Why do I pray?  Sure, prayer brings me closer to G‑d; but prayer also brings me closer to my fellow Jews, closer to the needs of my fellow mankind, closer even, to my own understanding of myself.  I have discovered that prayer is the key to self-understanding, self-forgiveness, and even self-acceptance and love.  If we cannot understand, forgive and love ourselves, it becomes impossible to hope to understand – even a little – or to accept or love G‑d.

So, in one sense, prayer becomes a bit selfish or self-centered in my search for peace and tranquility in this life.  Yet it is far from that in its totality.  For in prayer I am connecting with the universe; going beyond the limits of time and space as we know it – connecting with the Supreme, the ultimate Source of life!  Together we can change the world as we know it through our spiritual connections in prayer. 

That change is a spiritually fulfilling change that in turn changes the way we look at the world around us; how we perceive it and what we contribute to it.  It is a self-changing yet universally connecting change far from the understanding of many.  This somewhat mysterious manifestation of prayer-induced change may seem beyond the realm of reality, but it is my reality for now; and just a small part of the unexplainable reasons I pray.

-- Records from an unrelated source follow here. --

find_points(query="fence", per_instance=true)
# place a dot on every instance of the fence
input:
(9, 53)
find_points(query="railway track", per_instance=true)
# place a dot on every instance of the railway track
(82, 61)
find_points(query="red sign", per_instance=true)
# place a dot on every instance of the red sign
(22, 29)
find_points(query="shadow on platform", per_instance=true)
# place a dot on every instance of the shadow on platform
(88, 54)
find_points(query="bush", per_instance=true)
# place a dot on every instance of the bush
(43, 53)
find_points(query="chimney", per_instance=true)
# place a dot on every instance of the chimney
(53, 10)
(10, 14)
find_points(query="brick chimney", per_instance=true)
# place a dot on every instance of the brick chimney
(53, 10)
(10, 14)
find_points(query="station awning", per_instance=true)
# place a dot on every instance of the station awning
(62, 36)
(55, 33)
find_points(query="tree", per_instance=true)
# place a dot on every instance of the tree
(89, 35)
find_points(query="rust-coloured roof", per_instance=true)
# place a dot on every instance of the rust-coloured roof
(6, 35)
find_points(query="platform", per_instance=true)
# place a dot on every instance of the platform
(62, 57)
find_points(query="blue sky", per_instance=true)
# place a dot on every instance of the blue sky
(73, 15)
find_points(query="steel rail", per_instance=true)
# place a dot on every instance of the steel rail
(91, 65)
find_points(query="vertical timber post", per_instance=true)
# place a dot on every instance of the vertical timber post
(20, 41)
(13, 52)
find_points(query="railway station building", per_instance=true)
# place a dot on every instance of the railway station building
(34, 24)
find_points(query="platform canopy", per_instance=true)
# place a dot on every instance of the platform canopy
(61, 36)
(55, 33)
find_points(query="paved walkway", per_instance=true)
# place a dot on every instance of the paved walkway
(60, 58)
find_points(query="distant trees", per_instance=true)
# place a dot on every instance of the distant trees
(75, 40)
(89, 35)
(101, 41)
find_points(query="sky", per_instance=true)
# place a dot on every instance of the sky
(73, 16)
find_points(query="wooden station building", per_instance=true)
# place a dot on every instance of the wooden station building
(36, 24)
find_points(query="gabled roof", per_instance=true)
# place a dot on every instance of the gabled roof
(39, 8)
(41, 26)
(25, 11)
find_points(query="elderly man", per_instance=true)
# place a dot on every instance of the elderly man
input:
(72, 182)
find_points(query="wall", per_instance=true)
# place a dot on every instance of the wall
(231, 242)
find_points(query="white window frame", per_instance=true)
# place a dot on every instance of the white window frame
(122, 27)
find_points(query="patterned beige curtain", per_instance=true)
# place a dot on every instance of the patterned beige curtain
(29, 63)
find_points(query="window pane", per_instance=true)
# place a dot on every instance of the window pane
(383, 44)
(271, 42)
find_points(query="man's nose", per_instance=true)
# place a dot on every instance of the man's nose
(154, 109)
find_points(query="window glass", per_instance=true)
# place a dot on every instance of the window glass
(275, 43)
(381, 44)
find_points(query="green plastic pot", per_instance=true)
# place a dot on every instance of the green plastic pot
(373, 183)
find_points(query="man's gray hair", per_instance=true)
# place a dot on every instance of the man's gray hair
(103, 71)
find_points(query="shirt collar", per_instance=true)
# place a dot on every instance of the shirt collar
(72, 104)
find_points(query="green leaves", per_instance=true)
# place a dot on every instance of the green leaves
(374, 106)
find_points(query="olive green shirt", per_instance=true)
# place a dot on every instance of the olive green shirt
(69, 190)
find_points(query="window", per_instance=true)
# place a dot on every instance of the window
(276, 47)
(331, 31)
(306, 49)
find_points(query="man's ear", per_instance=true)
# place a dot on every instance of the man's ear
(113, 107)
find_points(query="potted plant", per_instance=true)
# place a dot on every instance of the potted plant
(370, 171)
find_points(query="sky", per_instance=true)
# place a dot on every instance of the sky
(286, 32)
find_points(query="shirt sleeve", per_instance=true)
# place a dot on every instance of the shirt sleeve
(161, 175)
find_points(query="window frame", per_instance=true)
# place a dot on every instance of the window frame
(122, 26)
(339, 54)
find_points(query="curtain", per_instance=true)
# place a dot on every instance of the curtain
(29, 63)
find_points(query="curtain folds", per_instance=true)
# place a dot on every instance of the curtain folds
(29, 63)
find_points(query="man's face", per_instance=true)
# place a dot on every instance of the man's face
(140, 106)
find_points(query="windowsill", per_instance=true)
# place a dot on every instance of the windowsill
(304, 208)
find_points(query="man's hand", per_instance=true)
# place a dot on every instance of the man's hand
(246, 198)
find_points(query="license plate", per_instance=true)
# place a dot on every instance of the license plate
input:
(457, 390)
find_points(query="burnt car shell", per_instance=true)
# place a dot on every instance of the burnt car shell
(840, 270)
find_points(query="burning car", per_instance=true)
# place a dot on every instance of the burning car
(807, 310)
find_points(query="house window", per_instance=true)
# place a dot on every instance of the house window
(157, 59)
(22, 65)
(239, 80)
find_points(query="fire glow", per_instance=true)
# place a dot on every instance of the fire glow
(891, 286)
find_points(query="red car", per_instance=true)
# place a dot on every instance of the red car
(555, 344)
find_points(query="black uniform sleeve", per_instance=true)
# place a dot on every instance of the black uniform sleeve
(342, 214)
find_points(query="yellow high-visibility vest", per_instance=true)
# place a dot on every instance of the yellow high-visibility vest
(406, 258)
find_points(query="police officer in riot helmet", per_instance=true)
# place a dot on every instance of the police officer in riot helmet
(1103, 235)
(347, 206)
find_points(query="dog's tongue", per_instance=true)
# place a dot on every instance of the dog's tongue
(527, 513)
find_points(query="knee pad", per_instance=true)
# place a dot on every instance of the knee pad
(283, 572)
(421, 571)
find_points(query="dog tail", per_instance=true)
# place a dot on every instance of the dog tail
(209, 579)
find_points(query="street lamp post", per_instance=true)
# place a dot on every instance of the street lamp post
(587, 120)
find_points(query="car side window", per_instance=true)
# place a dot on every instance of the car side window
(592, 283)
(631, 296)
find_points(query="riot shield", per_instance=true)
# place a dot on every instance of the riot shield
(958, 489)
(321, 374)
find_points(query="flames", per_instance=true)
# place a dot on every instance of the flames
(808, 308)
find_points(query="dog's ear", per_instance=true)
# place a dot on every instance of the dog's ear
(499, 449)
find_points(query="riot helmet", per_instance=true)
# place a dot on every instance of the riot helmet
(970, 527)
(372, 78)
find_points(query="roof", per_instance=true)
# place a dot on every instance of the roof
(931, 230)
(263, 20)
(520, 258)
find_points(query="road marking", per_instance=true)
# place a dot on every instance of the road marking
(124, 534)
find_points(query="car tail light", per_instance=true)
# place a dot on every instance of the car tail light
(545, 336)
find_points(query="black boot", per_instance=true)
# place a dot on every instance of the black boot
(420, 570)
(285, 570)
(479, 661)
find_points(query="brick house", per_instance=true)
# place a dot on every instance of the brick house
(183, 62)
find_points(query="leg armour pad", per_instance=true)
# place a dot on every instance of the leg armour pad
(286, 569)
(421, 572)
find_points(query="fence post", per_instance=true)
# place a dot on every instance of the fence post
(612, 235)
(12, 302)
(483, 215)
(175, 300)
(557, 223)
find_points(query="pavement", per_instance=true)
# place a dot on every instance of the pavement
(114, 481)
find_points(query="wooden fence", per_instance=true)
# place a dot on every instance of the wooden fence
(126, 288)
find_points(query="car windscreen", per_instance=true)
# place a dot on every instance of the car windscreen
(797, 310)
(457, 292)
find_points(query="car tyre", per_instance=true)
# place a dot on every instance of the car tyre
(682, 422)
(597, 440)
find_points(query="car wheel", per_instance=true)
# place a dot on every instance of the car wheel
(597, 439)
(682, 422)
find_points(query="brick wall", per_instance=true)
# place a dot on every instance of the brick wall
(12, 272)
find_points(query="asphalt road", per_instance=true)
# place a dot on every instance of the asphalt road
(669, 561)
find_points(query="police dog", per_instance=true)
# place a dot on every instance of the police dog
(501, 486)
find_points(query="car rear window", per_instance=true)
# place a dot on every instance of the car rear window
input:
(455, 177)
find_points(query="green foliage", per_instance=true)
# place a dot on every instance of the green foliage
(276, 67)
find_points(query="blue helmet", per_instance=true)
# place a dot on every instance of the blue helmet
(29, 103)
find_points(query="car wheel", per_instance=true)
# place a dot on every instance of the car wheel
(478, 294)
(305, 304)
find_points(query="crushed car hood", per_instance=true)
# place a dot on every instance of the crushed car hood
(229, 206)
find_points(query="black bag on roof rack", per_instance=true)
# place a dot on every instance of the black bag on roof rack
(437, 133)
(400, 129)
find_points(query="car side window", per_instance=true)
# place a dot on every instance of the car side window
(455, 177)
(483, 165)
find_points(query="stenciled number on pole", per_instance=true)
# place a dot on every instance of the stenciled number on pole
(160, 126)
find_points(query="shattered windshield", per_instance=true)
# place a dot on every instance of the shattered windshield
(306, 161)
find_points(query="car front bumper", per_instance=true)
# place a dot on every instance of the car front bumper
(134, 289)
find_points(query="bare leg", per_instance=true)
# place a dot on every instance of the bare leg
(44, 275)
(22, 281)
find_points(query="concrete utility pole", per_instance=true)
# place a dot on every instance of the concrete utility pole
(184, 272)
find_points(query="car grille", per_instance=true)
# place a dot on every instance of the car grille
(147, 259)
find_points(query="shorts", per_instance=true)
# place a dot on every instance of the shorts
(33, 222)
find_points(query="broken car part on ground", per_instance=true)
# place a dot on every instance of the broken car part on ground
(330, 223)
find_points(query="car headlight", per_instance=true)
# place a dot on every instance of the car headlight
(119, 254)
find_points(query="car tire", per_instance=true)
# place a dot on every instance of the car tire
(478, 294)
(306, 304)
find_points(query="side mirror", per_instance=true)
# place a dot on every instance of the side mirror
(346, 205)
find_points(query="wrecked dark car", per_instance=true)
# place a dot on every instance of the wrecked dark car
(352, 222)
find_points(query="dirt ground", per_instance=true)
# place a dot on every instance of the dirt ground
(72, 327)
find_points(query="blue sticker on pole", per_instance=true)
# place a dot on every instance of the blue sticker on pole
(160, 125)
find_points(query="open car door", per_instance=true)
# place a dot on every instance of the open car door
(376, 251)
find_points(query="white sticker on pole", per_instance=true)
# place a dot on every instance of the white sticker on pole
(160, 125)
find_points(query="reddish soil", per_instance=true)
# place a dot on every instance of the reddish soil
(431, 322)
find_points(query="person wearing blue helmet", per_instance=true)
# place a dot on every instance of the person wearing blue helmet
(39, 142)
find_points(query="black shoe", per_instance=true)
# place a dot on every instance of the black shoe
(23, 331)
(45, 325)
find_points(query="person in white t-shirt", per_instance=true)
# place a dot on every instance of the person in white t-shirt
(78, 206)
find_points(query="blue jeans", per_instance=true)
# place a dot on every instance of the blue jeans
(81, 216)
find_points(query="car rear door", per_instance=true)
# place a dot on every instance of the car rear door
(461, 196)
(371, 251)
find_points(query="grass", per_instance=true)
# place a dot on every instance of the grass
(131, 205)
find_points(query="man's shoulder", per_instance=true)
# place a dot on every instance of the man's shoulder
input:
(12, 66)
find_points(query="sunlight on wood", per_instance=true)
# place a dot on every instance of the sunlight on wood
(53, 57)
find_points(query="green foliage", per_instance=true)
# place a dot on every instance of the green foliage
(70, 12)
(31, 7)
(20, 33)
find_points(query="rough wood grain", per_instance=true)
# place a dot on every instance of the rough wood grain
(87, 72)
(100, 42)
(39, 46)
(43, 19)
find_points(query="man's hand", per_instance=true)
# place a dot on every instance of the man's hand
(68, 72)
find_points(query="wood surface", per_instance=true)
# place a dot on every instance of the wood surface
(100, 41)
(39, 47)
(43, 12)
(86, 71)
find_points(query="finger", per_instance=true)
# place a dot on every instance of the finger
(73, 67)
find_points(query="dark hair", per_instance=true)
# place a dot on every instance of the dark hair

I like knowing I am connecting with others – even people I have never met – to petition my Creator for the needs of many; putting my own needs last.  This letting go of me, this, was probably the most difficult of things I learned; but the most necessary.  Once I was able to get myself out of the picture when I prayed, I was able to open my mind and spirit to the needs of others.  Then is when I found that relationship with Gd that is special, warm and accepting.  Like a child sitting at the feet of her father in quiet repose, sometimes saying nothing at all, yet speaking volumes; and in turn basking in the warmth of his presence.  It is like that and more.  It is a closeness that is as individual as that grain of sand, yet as firm as the solidity of the beach; a connection that in its totality repels the onslaught of adversity in my life.  And that is one of the best reasons, I find, to pray.